Q: What are the key differentiators between Kathak and other forms of dance?
A: When people watch Kathak they think of the spins or chakkars which are very significant to that dance form we have 10, 15 or even 100 of them in a routine. The other thing is long, elaborate and speedy foot work that presented to the audience as a special piece not as a part of anything else. One differentiator that Kathak has from other dance forms is that it belongs to a much bigger geographical area, essentially the entire North India. That dance was more like a way of life. Different elements of the region got connected to be called this dance form
Q: A change in your life that you want to make going ahead
A: To try not to be late and be more punctual
Q: A song that has always elevated your mood
A: Aaj Jaane ki zid na Karo, which is one of my favourites
Q: How do you see the adoption of Indian classical dance form versus the western dance form?
A: Both Indian classical, as well as western dance, exist in India right now. What comes from western dancing influence is the prominence of the body, looking a certain way and being presented a certain way what comes from Indian classical dancing is the story and the narrative that the body transforming into a particular character or a particular narrative and both of these are coming together in India. We have people doing the movement, vocabulary of classical dances fusion or collaboration as we can call it kathak or Indian dances to other music. Another way you have the western dancers using their dance form on Indian narrative. It is difficult to say what is good or bad
Q: What do think are the prerequisites for a person to enter into Kathak?
A: The prerequisite to enter any class is to be ready to accept that maybe this is not for me. We should go to a class with an open mind. I want to try something new, this could be for me or this could not be for me that doesn’t mean I am bad or the dance form is bad. There is no definite prerequisite for Kathak because it is such a natural dance form anyone of any age or body shape can start learning Kathak.

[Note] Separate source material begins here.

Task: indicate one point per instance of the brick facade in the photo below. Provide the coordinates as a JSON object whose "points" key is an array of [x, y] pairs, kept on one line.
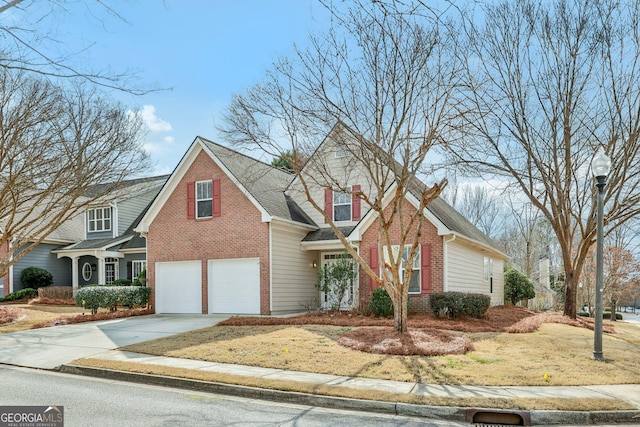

Q: What are the initiatives that are taken in India to promote such dance forms?
A: There are a number of initiatives taken by the ministry of culture. They have scholarships each year which is a monetary scholarship both for young dancers to pursue their studies as well as for older dancers to pursue research in dance. There are a number of these scholarships right from the initial level up to scholarships that pay almost 2 lakhs at a higher level when you are doing research. There are schools in India doing grants like the Production grant or the library grant.
Q: Tell us about your Eureka MomentA: In 2016 along with Natalia I went for a workshop conducted by Pandit Birju Maharaj ji in Chicago and there when I saw him perform I experienced the way he brought Krishna alive on stage. That was when I thought that this was something that could be a spiritual journey also. Then I started learning with a little more seriousness, started following people online seeing more videos. Instead of simply coming to class I started thinking about it some more. Around December 2014 I was performing in the art of living Ashram for Sri Sri Ravi Shankar Ji. After the performance I was talking to Guruji, telling him all about my research and what I have done in science. He said all that is good but you should do Kathak, I would like you to perform and we should create groups. In a span of two minutes he laid out a road map for something that I wanted to do but I had some fear or insecurity. I needed that push and that push couldn’t have come from my Kathak teachers, my family or even me because the element of doubt would come in. but the moment he said it and he took the time out of his supremely busy schedule. I didn’t think I was in the consequence of things that were happening for him to take out those five-ten minutes to talk to me on his own accord when I didn’t even expect him to talk to me. So that’s when I knew if he’s saying it this is what I have to do so that’s how it happened.